Build Your Own Deep Learning Framework
Master Deep Learning by Building One
Preface

You’ve used deep learning frameworks — PyTorch, TensorFlow, JAX, or whatever’s trending this month. But when something breaks, you’re staring at stack traces a mile deep, with no idea what went wrong.
The abstractions that made “getting started” easy now make debugging impossible. loss.backward() feels like magic. optimizer.step() is a black box. And when gradients explode or vanish, you have no idea where to look.
This book takes a different path: instead of teaching you to use a framework, we’ll build one together — from an empty file to a working GPT model.
What You’ll Build
By the end of this book, you’ll have built:
- A Tensor class with automatic differentiation
- Complete backpropagation through computational graphs
- Optimizers: SGD, Momentum, Adam, AdamW
- Neural network layers: Linear, Dropout, LayerNorm
- A modular architecture with Module/Layer patterns
- ONNX export for production deployment
- GPU acceleration with cuNumeric
- A working GPT model that generates text
Who This Book Is For
This book is for developers who:
- Want to deeply understand how deep learning works
- Are frustrated by “magic” in existing frameworks
- Need to debug gradient issues and understand what’s happening
- Want to build custom layers and operations
- Are preparing for ML engineering interviews
The TensorWeaver Framework
Throughout this book, we’ll build TensorWeaver — a minimal, transparent, and debuggable deep learning framework.
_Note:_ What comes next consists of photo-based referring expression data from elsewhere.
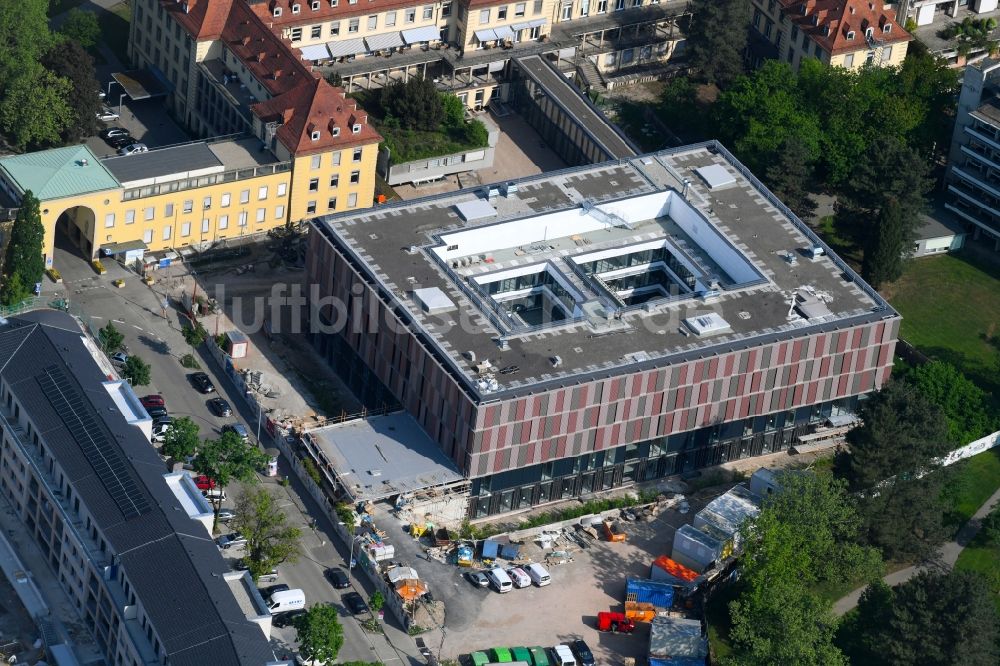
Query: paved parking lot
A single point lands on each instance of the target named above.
(479, 618)
(146, 120)
(136, 311)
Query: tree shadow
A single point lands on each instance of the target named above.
(157, 346)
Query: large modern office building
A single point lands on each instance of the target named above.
(974, 161)
(599, 326)
(130, 545)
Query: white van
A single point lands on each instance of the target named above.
(538, 575)
(500, 580)
(214, 494)
(286, 600)
(563, 656)
(519, 577)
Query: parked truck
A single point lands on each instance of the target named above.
(613, 530)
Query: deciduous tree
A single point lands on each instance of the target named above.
(71, 61)
(805, 535)
(320, 634)
(111, 338)
(81, 27)
(717, 39)
(226, 459)
(182, 439)
(136, 371)
(23, 262)
(934, 618)
(891, 466)
(34, 110)
(963, 403)
(270, 540)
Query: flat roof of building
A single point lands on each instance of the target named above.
(188, 158)
(381, 456)
(574, 103)
(571, 237)
(59, 172)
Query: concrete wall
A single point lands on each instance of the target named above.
(432, 168)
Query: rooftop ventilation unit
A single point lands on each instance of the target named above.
(707, 324)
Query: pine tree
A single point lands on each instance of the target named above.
(888, 243)
(717, 39)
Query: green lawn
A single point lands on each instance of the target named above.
(971, 484)
(114, 29)
(983, 559)
(951, 307)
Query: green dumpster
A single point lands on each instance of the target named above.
(538, 656)
(521, 654)
(501, 656)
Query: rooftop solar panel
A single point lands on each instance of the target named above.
(103, 455)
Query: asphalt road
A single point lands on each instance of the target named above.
(136, 311)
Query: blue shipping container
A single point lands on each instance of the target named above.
(661, 595)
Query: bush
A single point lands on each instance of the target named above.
(990, 528)
(346, 514)
(194, 334)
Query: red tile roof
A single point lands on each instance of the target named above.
(272, 61)
(316, 106)
(326, 12)
(203, 19)
(830, 23)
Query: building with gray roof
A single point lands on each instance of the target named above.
(599, 326)
(81, 474)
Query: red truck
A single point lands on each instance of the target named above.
(614, 622)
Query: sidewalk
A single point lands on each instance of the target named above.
(946, 557)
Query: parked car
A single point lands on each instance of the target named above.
(582, 652)
(133, 149)
(519, 577)
(156, 413)
(227, 541)
(268, 591)
(478, 578)
(239, 429)
(287, 619)
(355, 603)
(121, 141)
(220, 407)
(614, 622)
(114, 133)
(160, 432)
(337, 578)
(152, 400)
(202, 382)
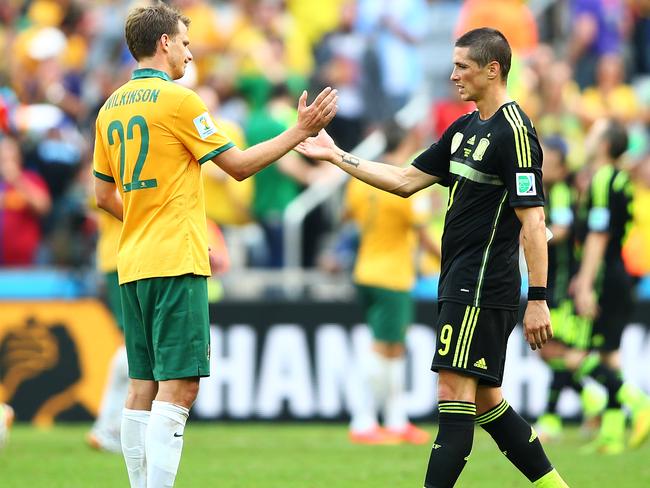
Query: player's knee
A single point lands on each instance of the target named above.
(454, 386)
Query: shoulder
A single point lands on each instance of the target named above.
(510, 116)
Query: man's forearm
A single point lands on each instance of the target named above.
(261, 155)
(387, 177)
(535, 252)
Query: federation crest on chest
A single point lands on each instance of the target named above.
(481, 147)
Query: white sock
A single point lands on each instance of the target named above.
(373, 390)
(134, 427)
(395, 408)
(164, 443)
(109, 418)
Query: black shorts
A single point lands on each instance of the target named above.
(473, 341)
(616, 304)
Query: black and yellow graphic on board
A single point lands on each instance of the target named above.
(54, 357)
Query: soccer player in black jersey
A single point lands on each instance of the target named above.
(492, 163)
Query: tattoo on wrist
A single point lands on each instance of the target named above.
(348, 158)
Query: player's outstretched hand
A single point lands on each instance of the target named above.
(537, 324)
(320, 147)
(313, 117)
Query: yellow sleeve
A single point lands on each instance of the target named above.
(197, 130)
(101, 166)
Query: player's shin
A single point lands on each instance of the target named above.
(132, 436)
(517, 440)
(164, 443)
(453, 444)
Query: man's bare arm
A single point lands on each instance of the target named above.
(537, 318)
(108, 198)
(394, 179)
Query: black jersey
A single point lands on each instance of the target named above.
(490, 166)
(560, 210)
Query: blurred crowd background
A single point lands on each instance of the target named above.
(575, 62)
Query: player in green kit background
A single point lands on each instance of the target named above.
(152, 136)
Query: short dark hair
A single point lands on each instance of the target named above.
(617, 139)
(145, 25)
(487, 45)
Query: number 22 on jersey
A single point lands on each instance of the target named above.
(116, 126)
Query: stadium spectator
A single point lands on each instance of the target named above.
(558, 101)
(105, 432)
(163, 257)
(597, 28)
(479, 288)
(340, 62)
(610, 97)
(24, 201)
(512, 17)
(394, 31)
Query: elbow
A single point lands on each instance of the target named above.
(404, 191)
(240, 174)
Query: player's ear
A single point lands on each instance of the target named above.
(494, 68)
(164, 42)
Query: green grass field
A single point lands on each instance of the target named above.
(292, 456)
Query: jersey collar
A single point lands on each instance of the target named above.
(150, 73)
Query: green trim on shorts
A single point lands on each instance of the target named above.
(387, 312)
(167, 327)
(112, 284)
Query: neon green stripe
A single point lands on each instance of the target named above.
(458, 411)
(458, 404)
(462, 169)
(463, 337)
(460, 334)
(468, 408)
(471, 334)
(524, 135)
(451, 195)
(560, 196)
(216, 152)
(481, 273)
(493, 414)
(104, 177)
(464, 347)
(520, 161)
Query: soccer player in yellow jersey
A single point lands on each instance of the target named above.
(390, 229)
(105, 433)
(152, 136)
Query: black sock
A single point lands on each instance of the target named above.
(603, 374)
(453, 444)
(517, 440)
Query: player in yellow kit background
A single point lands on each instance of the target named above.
(151, 138)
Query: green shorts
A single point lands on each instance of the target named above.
(387, 312)
(166, 327)
(112, 284)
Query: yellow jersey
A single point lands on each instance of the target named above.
(387, 235)
(151, 137)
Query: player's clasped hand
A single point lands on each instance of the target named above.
(312, 118)
(537, 324)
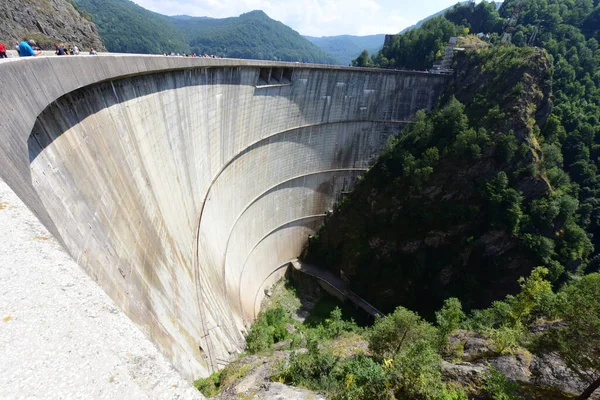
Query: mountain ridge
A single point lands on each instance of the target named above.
(129, 28)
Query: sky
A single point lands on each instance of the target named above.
(314, 17)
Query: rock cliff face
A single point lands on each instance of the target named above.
(46, 22)
(432, 218)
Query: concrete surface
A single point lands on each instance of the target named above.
(183, 186)
(340, 289)
(61, 337)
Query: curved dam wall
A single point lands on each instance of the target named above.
(185, 186)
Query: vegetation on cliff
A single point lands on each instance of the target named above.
(499, 180)
(534, 337)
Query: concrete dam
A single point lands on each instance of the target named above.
(184, 186)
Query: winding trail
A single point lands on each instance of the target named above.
(336, 283)
(61, 336)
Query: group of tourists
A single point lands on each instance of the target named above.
(191, 55)
(28, 48)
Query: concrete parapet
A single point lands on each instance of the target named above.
(184, 186)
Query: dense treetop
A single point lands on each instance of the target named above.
(500, 178)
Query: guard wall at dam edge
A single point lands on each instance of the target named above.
(183, 186)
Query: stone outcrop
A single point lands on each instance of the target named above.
(47, 22)
(184, 186)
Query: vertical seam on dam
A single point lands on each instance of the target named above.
(135, 148)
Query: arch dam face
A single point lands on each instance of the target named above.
(184, 186)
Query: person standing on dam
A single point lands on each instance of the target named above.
(26, 49)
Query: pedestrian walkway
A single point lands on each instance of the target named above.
(336, 283)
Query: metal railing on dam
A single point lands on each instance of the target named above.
(184, 185)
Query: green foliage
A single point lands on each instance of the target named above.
(499, 387)
(360, 377)
(504, 203)
(363, 60)
(577, 340)
(128, 28)
(268, 329)
(394, 332)
(311, 369)
(346, 47)
(209, 387)
(416, 372)
(417, 48)
(448, 319)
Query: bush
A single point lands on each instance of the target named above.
(499, 387)
(360, 377)
(416, 373)
(268, 329)
(448, 319)
(209, 387)
(310, 369)
(398, 330)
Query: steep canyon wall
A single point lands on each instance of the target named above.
(184, 186)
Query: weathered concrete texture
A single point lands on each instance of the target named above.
(181, 187)
(61, 337)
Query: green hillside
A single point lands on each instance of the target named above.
(347, 47)
(128, 28)
(504, 180)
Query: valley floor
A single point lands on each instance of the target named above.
(60, 335)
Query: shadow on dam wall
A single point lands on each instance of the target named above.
(184, 190)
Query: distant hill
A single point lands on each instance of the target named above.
(128, 28)
(345, 48)
(251, 35)
(437, 14)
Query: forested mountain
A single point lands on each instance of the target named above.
(492, 200)
(421, 22)
(127, 27)
(347, 47)
(501, 180)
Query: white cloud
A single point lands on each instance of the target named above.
(313, 17)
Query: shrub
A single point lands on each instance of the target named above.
(395, 331)
(499, 387)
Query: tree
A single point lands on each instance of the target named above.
(578, 340)
(363, 60)
(395, 332)
(448, 319)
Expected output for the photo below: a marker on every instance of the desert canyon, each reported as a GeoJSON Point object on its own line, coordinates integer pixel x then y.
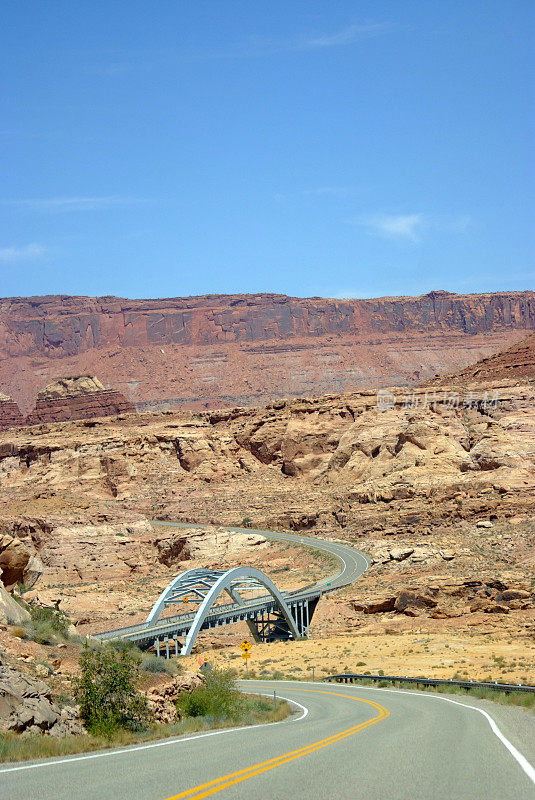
{"type": "Point", "coordinates": [431, 475]}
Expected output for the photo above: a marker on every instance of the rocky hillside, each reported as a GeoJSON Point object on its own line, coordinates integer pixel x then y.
{"type": "Point", "coordinates": [214, 351]}
{"type": "Point", "coordinates": [78, 397]}
{"type": "Point", "coordinates": [409, 476]}
{"type": "Point", "coordinates": [517, 362]}
{"type": "Point", "coordinates": [10, 415]}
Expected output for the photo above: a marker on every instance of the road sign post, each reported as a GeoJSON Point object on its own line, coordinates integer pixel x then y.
{"type": "Point", "coordinates": [246, 653]}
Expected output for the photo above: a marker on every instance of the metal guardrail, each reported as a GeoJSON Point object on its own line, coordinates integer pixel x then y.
{"type": "Point", "coordinates": [351, 677]}
{"type": "Point", "coordinates": [168, 624]}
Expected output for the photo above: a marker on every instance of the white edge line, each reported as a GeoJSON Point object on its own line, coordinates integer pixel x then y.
{"type": "Point", "coordinates": [165, 743]}
{"type": "Point", "coordinates": [517, 755]}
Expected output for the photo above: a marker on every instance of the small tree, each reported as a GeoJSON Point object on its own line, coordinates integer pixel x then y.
{"type": "Point", "coordinates": [107, 693]}
{"type": "Point", "coordinates": [218, 697]}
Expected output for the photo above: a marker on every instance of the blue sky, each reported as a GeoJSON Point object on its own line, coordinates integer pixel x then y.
{"type": "Point", "coordinates": [342, 149]}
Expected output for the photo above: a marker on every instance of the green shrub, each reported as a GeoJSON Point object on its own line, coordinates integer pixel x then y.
{"type": "Point", "coordinates": [218, 697]}
{"type": "Point", "coordinates": [125, 646]}
{"type": "Point", "coordinates": [106, 691]}
{"type": "Point", "coordinates": [46, 625]}
{"type": "Point", "coordinates": [157, 665]}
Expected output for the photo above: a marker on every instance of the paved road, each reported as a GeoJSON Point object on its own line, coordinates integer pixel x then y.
{"type": "Point", "coordinates": [353, 743]}
{"type": "Point", "coordinates": [352, 562]}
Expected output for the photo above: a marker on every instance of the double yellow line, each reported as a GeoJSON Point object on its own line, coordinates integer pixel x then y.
{"type": "Point", "coordinates": [206, 789]}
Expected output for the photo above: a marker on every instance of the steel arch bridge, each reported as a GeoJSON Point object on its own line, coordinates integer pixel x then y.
{"type": "Point", "coordinates": [276, 615]}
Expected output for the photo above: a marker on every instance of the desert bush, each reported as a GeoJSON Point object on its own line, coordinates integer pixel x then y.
{"type": "Point", "coordinates": [46, 625]}
{"type": "Point", "coordinates": [218, 697]}
{"type": "Point", "coordinates": [125, 646]}
{"type": "Point", "coordinates": [159, 665]}
{"type": "Point", "coordinates": [107, 693]}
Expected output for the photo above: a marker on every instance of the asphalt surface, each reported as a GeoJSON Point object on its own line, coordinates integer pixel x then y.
{"type": "Point", "coordinates": [353, 743]}
{"type": "Point", "coordinates": [352, 562]}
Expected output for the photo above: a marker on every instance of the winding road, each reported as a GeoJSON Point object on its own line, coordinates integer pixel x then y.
{"type": "Point", "coordinates": [353, 563]}
{"type": "Point", "coordinates": [343, 743]}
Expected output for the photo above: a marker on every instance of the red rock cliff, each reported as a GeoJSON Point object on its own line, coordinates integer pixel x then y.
{"type": "Point", "coordinates": [10, 416]}
{"type": "Point", "coordinates": [80, 397]}
{"type": "Point", "coordinates": [63, 325]}
{"type": "Point", "coordinates": [246, 349]}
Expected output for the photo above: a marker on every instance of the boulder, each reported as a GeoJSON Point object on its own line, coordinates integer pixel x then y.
{"type": "Point", "coordinates": [161, 700]}
{"type": "Point", "coordinates": [11, 613]}
{"type": "Point", "coordinates": [375, 606]}
{"type": "Point", "coordinates": [401, 553]}
{"type": "Point", "coordinates": [407, 601]}
{"type": "Point", "coordinates": [26, 706]}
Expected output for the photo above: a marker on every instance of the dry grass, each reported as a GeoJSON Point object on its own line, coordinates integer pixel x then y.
{"type": "Point", "coordinates": [440, 655]}
{"type": "Point", "coordinates": [256, 709]}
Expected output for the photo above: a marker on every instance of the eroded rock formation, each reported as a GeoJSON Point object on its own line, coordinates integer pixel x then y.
{"type": "Point", "coordinates": [78, 397]}
{"type": "Point", "coordinates": [10, 414]}
{"type": "Point", "coordinates": [217, 351]}
{"type": "Point", "coordinates": [27, 706]}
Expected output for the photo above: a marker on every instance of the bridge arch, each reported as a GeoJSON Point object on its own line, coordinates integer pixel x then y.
{"type": "Point", "coordinates": [209, 584]}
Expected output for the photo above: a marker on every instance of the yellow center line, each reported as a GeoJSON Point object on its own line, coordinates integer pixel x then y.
{"type": "Point", "coordinates": [206, 789]}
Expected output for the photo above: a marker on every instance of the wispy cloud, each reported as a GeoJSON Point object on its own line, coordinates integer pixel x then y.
{"type": "Point", "coordinates": [59, 204]}
{"type": "Point", "coordinates": [346, 36]}
{"type": "Point", "coordinates": [22, 253]}
{"type": "Point", "coordinates": [393, 226]}
{"type": "Point", "coordinates": [257, 46]}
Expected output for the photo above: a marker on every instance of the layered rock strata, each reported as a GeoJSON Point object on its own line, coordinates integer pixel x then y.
{"type": "Point", "coordinates": [10, 415]}
{"type": "Point", "coordinates": [215, 351]}
{"type": "Point", "coordinates": [81, 397]}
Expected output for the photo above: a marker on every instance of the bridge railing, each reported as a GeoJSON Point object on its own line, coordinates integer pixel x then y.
{"type": "Point", "coordinates": [164, 622]}
{"type": "Point", "coordinates": [352, 677]}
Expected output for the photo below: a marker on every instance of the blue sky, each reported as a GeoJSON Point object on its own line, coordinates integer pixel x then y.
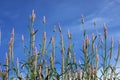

- Book: www.tensorweaver.ai (All Rights Reserved)
- Code: github.com/howl-anderson/tensorweaver (MIT Licensed)
How to Read This Book
The book progresses from simple to complex, with each part building on the previous:
| Part | Chapters | What You’ll Build | Milestone |
|---|---|---|---|
| I: Forward Only | 1-3 | Tensors and operators | Temperature converter (inference) |
| II: Learning to Learn | 4-7 | Autodiff and backprop | Temperature converter (trained) |
| III: Smarter Training | 8-11 | Optimizers and schedulers | Faster convergence |
| IV: Going Deeper | 12-15 | Activations, regularization | Iris classifier |
| V: Clean Architecture | 16-19 | Modules and DataLoader | Reusable components |
| VI: To Production | 20-22 | ONNX export | Deployable models |
| VII: Hardware Acceleration | 23-25 | GPU with cuNumeric | Fast training |
| VIII: The Grand Finale | 26-31 | Transformer and GPT | Text generation |
Learning path:
- Parts I-III use temperature conversion (F = 1.8C + 32) as a running example — simple enough to debug, meaningful enough to understand
- Part IV tackles Iris flower classification — your first multi-class problem
- Parts V-VII focus on engineering: modularity, export, and performance
- Part VIII brings it all together with GPT
Each chapter builds on the previous one, with working code you can run.
Prerequisites
- Python 3.12+
- Basic understanding of calculus (derivatives, chain rule)
- Familiarity with NumPy
- No deep learning experience required — we build from scratch
Getting Started
pip install tensorweaverYou’re ready to go. Let’s understand what a deep learning framework actually is in Chapter 1.
Conventions
Code Reference: Points to source files in the TensorWeaver repository.
Checkpoint: Marks a working milestone. Each version is complete code you can run.
Let’s build something together.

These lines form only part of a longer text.